A few years ago I stumbled upon Fred Pohl’s weblog. Born in 1919, for a few years there before his death in 2013 Pohl was a living breathing window back to the “Golden Age” of science fiction. He knew men like Asimov and Heinlein personally. He was a witness, a participant, to history. It was great to have someone like him on the internet.
Today we lost another piece of history. This evening I learned that Jerry Pournelle passed away in his sleep. I have had a few interactions with Pournelle over the years, and it was really strange in light of the fact that I read many of his books as a child. His collaborations with Larry Niven, in particular, The Mote in God’s Eye, were always great in my opinion (each author had their own strength, and together they were better).

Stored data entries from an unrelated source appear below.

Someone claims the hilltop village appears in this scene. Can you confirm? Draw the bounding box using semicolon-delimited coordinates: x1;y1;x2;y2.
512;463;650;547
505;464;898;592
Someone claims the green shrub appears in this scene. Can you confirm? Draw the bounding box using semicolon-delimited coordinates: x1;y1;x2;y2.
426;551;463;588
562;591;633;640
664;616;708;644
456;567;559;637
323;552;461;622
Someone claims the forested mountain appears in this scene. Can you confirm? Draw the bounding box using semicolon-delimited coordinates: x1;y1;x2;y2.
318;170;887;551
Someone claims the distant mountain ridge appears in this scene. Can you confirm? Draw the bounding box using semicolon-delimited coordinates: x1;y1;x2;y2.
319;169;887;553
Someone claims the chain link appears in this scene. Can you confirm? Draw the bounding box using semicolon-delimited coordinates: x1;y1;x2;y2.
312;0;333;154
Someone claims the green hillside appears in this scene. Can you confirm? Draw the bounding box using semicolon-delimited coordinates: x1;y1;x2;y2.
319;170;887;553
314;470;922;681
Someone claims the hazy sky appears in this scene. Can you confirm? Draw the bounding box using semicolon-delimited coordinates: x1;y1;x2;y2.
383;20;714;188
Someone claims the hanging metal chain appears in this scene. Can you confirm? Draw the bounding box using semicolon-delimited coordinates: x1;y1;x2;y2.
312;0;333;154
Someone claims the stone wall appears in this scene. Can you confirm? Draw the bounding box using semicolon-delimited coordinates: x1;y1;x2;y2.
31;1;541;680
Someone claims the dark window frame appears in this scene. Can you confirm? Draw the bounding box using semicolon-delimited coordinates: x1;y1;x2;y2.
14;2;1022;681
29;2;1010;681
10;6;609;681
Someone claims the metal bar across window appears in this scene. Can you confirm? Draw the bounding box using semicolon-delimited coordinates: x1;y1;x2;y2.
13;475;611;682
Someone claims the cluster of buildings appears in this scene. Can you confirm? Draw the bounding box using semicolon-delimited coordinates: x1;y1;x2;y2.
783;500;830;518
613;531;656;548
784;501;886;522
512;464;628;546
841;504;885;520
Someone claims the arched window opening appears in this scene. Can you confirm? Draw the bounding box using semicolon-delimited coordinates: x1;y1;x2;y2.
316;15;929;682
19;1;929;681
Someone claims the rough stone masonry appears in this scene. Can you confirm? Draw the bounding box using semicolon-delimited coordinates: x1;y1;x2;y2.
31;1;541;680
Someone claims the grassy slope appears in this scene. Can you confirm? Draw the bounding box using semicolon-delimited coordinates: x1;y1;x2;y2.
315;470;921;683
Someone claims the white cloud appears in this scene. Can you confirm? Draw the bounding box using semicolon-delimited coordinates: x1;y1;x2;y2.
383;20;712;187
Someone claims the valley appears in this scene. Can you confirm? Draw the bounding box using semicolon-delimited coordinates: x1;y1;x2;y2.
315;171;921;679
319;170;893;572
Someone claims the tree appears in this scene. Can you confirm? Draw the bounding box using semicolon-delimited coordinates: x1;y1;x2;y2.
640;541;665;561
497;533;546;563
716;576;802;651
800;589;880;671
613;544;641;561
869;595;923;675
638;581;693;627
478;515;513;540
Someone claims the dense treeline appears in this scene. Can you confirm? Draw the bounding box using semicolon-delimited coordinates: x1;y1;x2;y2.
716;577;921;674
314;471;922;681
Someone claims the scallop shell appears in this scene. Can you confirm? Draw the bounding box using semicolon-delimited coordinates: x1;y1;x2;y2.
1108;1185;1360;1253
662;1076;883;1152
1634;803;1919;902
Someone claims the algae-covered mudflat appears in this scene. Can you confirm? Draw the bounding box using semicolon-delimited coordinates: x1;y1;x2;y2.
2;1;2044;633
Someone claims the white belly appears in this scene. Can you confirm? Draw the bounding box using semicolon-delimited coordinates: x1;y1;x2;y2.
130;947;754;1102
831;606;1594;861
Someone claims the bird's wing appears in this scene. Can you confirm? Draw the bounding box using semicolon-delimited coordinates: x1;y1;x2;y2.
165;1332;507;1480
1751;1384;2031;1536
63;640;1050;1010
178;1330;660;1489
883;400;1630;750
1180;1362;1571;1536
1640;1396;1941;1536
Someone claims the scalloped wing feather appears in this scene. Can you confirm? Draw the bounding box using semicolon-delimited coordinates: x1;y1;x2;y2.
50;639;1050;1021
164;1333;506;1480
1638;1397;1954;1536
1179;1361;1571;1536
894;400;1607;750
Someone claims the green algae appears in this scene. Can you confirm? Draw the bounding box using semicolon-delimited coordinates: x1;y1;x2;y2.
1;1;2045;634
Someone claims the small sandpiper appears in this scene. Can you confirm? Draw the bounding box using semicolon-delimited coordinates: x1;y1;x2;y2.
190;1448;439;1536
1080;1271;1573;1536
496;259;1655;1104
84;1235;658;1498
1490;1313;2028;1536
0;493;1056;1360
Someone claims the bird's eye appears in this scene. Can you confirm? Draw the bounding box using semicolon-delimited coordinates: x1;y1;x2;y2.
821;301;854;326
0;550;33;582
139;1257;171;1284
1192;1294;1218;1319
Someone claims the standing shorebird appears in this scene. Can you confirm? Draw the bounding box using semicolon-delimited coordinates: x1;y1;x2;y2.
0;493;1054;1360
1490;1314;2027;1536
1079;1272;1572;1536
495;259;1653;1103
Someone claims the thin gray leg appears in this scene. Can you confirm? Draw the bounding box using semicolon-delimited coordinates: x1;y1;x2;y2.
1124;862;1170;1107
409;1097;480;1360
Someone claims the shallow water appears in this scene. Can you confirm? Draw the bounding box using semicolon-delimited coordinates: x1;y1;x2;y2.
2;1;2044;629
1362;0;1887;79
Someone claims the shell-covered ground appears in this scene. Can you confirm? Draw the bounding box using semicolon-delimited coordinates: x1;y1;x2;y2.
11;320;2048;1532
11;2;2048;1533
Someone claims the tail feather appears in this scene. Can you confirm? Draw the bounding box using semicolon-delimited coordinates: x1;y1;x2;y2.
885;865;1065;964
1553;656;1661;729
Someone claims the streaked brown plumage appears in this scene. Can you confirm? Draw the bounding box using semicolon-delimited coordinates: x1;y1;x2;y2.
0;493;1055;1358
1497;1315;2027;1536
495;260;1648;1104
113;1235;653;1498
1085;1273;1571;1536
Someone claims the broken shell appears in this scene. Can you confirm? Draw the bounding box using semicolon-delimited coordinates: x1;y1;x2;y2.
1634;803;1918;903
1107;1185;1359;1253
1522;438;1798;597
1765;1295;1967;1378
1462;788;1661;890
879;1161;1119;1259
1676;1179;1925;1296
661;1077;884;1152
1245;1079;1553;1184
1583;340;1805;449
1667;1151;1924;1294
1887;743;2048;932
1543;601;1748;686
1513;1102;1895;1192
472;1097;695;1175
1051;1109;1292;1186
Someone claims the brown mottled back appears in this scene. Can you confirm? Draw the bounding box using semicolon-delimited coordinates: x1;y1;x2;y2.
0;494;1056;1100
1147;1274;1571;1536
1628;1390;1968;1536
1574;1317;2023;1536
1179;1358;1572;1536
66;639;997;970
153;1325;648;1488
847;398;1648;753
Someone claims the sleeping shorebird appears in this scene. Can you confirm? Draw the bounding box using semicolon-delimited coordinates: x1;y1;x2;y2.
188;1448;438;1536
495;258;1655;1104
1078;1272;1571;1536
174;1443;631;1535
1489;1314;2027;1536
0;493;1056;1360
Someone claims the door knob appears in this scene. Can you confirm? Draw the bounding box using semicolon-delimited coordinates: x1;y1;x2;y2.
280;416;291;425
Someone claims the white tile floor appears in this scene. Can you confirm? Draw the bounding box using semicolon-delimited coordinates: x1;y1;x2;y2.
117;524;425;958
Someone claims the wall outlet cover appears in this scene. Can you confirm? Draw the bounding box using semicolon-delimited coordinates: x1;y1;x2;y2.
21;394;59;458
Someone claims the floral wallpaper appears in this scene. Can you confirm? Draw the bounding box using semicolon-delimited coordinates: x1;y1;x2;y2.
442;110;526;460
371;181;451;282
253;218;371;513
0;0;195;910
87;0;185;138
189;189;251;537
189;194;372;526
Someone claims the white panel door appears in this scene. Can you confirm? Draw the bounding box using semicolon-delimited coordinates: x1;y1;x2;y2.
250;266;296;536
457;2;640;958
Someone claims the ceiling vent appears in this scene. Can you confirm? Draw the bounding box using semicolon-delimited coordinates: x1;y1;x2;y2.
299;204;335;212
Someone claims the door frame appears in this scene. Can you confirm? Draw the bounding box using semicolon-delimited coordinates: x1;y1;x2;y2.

One thing about Pournelle’s science fiction is that their politics and sociology always struck me as unrealistic when I first encountered them. I believe in The Encyclopedia of Science Fiction he identified himself as a “13th century liberal.” As in, he was on the side of the nobles against King John. Even if tongue-in-cheek that had at the time struck me as a ridiculous claim.
But over the years I’ve come to realize that my teen years in the 1990s were excessively suffused with The End of History. Pournelle was older and had a longer view of things. I didn’t necessarily end up agreeing with Jerry Pournelle in all his views, but as I got older I began to realize that there was a lot I didn’t understand.